To thoes that think freshwater habitat is a limiting factor to wild fish production need to look at the history of Southwest Washington's Washougal river. We have an excellent example of fish having done better in the past with worse habitat than they are now with better habitat.
The first example is the Washougal where at the beginnng of the century the headwaters were a barren wateland as the result of the all comsuming Yacolt burn a devastating forest fire that burnt the entire upper watershed to the ground, not a tree left standing antwhere near the river. On top of that there was excessive gold, silver and copper mining the letal tailings of which were routinely dumped directly into the river. Add to that massive loogging on the lower river along with the operation of splash dams than choked the river with logs for miles, add to that 2 concrete dams and a grist mill that all hindered fish passage. Then on top of that the rivers mouth was a toxic cesspool from the Camas Papermill.
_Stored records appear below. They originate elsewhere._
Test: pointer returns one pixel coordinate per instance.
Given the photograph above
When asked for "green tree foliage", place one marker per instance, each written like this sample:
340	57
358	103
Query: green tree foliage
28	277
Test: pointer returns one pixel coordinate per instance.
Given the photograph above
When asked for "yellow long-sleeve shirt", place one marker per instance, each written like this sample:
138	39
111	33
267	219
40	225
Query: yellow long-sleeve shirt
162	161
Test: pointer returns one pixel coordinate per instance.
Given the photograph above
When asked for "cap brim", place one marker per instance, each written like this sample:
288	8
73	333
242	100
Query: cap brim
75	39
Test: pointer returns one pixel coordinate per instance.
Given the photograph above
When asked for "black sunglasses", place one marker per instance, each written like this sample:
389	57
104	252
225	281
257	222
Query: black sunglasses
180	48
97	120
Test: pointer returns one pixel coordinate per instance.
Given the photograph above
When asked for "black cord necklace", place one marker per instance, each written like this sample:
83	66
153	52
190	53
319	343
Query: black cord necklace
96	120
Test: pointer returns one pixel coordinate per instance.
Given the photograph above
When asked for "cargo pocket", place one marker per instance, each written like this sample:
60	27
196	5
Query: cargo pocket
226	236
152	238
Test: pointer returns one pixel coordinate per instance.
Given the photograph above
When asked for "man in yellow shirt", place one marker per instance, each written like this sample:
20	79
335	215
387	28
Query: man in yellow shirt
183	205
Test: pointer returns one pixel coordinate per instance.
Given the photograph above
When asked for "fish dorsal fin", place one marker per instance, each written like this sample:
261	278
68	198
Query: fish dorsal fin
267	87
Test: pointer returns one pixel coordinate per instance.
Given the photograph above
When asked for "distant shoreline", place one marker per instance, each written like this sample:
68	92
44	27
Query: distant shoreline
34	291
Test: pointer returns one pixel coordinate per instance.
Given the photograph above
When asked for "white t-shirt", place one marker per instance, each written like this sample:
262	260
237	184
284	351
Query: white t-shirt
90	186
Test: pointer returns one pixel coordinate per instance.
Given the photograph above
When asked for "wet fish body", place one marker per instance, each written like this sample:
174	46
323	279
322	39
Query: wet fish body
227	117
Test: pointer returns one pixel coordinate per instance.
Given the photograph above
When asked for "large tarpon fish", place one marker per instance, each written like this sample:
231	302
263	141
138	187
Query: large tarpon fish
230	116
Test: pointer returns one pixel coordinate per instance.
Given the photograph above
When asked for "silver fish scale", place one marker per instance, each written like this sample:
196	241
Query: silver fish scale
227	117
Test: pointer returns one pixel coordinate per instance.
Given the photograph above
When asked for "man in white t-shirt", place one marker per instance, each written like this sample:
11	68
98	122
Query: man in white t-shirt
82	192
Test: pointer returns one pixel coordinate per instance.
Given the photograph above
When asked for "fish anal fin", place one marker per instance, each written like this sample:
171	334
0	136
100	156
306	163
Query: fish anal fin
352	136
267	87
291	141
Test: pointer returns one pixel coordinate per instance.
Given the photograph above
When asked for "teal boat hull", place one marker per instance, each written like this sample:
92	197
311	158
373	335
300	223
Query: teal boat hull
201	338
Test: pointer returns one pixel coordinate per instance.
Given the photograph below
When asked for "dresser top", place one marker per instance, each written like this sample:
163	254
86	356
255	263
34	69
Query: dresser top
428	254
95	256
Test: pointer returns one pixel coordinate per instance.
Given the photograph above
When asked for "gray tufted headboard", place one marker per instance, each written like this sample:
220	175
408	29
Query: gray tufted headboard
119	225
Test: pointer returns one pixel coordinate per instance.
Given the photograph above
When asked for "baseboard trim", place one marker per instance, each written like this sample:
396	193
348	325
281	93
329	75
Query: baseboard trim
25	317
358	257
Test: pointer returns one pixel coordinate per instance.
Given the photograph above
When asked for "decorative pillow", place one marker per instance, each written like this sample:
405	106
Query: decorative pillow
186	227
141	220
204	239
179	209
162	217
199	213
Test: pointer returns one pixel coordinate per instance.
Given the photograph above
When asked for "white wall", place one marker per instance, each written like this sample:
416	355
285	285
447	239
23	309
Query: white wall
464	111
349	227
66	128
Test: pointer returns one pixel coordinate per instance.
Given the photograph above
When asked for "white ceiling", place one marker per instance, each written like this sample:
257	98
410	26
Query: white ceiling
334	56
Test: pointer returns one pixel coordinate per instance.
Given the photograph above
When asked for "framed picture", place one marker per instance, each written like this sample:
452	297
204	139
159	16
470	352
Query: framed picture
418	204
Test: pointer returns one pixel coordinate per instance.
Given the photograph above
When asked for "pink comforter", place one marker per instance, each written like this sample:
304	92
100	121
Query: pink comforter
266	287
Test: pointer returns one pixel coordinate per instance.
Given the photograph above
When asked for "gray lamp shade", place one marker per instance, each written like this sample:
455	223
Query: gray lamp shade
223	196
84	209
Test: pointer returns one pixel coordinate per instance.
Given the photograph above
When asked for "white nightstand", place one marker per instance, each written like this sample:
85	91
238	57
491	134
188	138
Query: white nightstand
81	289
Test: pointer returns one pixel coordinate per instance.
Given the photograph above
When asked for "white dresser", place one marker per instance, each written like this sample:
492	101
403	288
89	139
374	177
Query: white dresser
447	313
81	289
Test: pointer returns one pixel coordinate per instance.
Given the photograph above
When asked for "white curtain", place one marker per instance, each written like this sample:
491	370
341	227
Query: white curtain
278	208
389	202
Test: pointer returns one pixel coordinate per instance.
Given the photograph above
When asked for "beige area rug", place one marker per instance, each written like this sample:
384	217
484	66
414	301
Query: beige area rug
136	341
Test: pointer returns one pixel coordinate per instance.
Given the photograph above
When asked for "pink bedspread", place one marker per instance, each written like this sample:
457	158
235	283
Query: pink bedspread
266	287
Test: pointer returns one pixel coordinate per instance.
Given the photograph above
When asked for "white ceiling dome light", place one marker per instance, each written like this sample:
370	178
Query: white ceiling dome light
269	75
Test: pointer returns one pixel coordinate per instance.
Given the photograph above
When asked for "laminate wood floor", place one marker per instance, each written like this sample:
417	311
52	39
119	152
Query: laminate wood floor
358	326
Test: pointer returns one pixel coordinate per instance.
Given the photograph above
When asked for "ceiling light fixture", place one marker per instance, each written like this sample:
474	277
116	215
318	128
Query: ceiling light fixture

In spite of all that the wild summer steelhead population was stable at 1500-2000 fish! It crashed in the early 1960's the exact same time hatchery operations began at the Skamania hatchery.
The yacolt burn is completely healed and the Washougals habitat is near pristine in condition and the wild steelhead are having NO hint of seriously rebounding from all time lows in the early 90's Habitat is NOT a limiting factor here, neither is harvest and neither is the ocean.
What is the one and only limiting factor? The hatchery! period thats it!